24 horas de emoción gracias al procurador Ordoñez

18 de septiembre del 2012

La emoción que me embarga hoy solo es comparable a los días en que veía novelas como Cristal –a la una de la tarde, de lunes a viernes– Quinceañera o Alcanzar una estrella, estas dos últimas, si la memoria no me falla, los sábados por la mañana, en la década de 1980. La euforia y […]

La emoción que me embarga hoy solo es comparable a los días en que veía novelas como Cristal –a la una de la tarde, de lunes a viernes– Quinceañera o Alcanzar una estrella, estas dos últimas, si la memoria no me falla, los sábados por la mañana, en la década de 1980. La euforia y ansiedad me recuerdan cuando terminaba un capítulo justo antes de que una señora le confesara al protagonista que en realidad ella era su madre y que se podía casar con la mujer que siempre había deseado o cuando la antagonista le iba a contar al protagonista sobre el pasado oscuro de la mujer de la que estaba enamorado… En ese entonces apagaba el televisor y podía pasar varias horas, días quizás, pensando cómo transcurrirían los hechos en el siguiente capítulo.

La razón de mi emoción es que la Corte Constitucional le ordenó al procurador Ordoñez retractarse, en menos de 48 horas, de sus declaraciones sobre el aborto en tres casos especiales y sobre la píldora del día después. Para añadirle tensión al asunto, hoy martes salió el Presidente a decirle que debe acatar lo que le pide la Corte Constitucional. Como si esto fuera poco, hasta el partido conservador le ha pedido a Ordoñez que acate la orden. El partido liberal, hasta donde sé, no ha dicho nada. Quizás no han leído la prensa en los últimos días. Por lo menos no Simón Gaviria, que ya sabemos que es poco dado a leer nada.

Seguro que no soy el único emocionado. Ordoñez mismo debe estar en este momento emocionadísimo, viendo en su situación una versión local y personalizada de un pasaje bíblico en el que el diablo pone a prueba la fe de alguno de los múltiples mártires de los que se vanagloria la religión católica. ¿Estará en este momento en su despacho con su disfraz de caballero de la virgen, orando para que el de arriba lo ilumine, tal como nuestro señor Jesucristo en el monte de los Olivos?

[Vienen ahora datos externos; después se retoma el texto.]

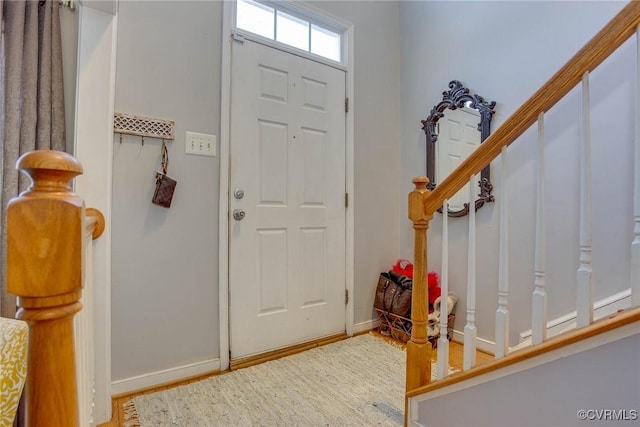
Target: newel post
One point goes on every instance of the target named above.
(419, 347)
(45, 238)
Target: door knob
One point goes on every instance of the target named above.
(238, 214)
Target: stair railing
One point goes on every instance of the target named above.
(47, 232)
(424, 203)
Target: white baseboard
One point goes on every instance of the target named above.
(365, 326)
(602, 308)
(153, 379)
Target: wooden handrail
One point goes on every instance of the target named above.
(599, 48)
(46, 229)
(612, 36)
(601, 326)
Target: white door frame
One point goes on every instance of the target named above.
(225, 122)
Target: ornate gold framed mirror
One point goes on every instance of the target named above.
(455, 127)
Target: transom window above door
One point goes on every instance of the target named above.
(284, 23)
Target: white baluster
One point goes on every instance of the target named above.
(502, 313)
(470, 331)
(443, 341)
(635, 245)
(585, 283)
(539, 298)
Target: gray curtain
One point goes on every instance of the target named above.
(31, 96)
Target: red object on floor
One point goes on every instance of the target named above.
(433, 282)
(404, 267)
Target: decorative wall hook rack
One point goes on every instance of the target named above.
(143, 127)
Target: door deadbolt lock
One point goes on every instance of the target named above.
(238, 214)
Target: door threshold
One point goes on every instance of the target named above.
(245, 362)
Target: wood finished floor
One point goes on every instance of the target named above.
(117, 420)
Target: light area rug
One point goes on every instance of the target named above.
(355, 382)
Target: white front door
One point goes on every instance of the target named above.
(458, 137)
(287, 183)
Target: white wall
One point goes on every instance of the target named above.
(505, 51)
(165, 261)
(69, 36)
(165, 266)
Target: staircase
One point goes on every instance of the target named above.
(593, 367)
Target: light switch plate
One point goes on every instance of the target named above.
(200, 144)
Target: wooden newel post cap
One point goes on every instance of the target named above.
(45, 227)
(417, 199)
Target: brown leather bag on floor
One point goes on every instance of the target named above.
(393, 294)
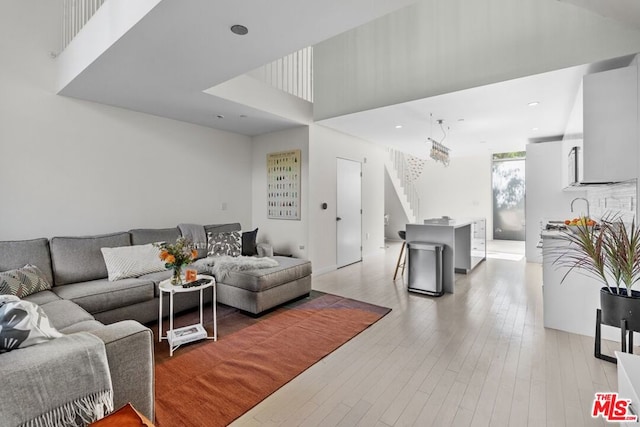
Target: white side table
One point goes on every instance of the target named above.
(186, 334)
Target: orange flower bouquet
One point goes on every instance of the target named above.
(177, 256)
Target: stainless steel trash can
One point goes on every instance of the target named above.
(425, 268)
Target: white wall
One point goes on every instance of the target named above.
(441, 46)
(70, 167)
(325, 145)
(286, 236)
(461, 190)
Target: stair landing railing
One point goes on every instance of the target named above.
(403, 172)
(75, 14)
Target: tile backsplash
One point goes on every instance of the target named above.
(616, 199)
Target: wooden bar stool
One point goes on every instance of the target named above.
(400, 262)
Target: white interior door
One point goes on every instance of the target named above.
(349, 212)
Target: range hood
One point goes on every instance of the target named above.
(574, 165)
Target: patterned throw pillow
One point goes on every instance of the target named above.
(226, 243)
(249, 246)
(22, 324)
(23, 281)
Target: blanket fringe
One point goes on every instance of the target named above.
(77, 413)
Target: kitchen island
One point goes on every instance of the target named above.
(464, 242)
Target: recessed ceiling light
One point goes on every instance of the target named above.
(240, 30)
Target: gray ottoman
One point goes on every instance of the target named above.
(255, 291)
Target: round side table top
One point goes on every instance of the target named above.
(166, 285)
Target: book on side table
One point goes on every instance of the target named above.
(187, 334)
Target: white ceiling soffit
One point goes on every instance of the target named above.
(162, 65)
(625, 11)
(495, 117)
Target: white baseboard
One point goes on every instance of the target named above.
(324, 270)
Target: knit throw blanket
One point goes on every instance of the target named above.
(64, 383)
(221, 266)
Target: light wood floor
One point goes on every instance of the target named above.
(479, 357)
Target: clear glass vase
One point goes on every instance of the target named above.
(176, 279)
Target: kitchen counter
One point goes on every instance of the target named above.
(569, 305)
(464, 242)
(552, 234)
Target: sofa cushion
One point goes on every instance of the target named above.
(64, 313)
(18, 253)
(101, 295)
(23, 324)
(23, 281)
(42, 297)
(79, 259)
(266, 278)
(132, 261)
(84, 326)
(142, 236)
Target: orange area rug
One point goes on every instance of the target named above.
(217, 382)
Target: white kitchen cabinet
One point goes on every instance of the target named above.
(478, 241)
(610, 112)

Mi emoción, debo decir, no está mediada por mis creencias religiosas ni por la antipatía que me despierta el Procurador. El placer que me ha producido este capitulillo, este suspense que lo embarga todo, ha hecho que deje a un lado la molestia que me producía que Ordoñez hubiera nombrado a familiares de magistrados, competentes para intervenir en su designación, violando así el artículo 126 de la Constitución, como denuncian tanto Rodrigo Uprimmy como Daniel Samper Pizano en sus columnas. O su manera amañada para aplicar destituciones, castigos y absoluciones de acuerdo a afinidades políticas, como en el caso de Piedad Córdoba, Andrés Felipe Arias o en el caso de la yidispolítica. O su posición frente al matrimonio y la adopción por parte de la población LGBT. O el hecho mismo de desinformar sobre el aborto legal.

Tanto en el caso del nombramiento de familiares como en el de la justicia amañada, no son más que otra muestra de la corrupción que sostiene los cimientos de esta republiqueta. La corrupción es algo de lo que todos nos quejamos, aunque la mayoría tengamos prácticas corruptas desde el nivel donde nos encontremos. Respecto a su posición frente a la población LGBT, es un tema que fácilmente pasa de argumentos científicos a religiosos o morales, donde no hay cabida para la discusión.

El hecho de desconocer lo que ha dicho la Organización Mundial de la Salud sobre la anticoncepción de emergencia, que previene el embarazo y no es abortiva, sí me parecía vergonzoso. Hasta los funcionarios de republiquetas como esta deberían tener límites. Pero he dejado a un lado incluso esta molestia porque, como decía antes, gracias al Procurador he vuelto a sentir tanta emoción como no sentía desde la transmisión de novelas mexicanas en la década de 1980. ¿Se retractará el Procurador? ¿Y cómo afectará su acatamiento, en caso de que lo haga, a su proyecto de hacerse reelegir? ¿Afectará en algo? Según columnistas como Ramiro Bejarano, al Gobierno le importa en realidad muy poco lo que pase con la rectificación que la Corte le ordena a Ordoñez, pues hay menesteres más importantes. Mientras tanto, valga la ocasión para comprar doble ración de crispetas.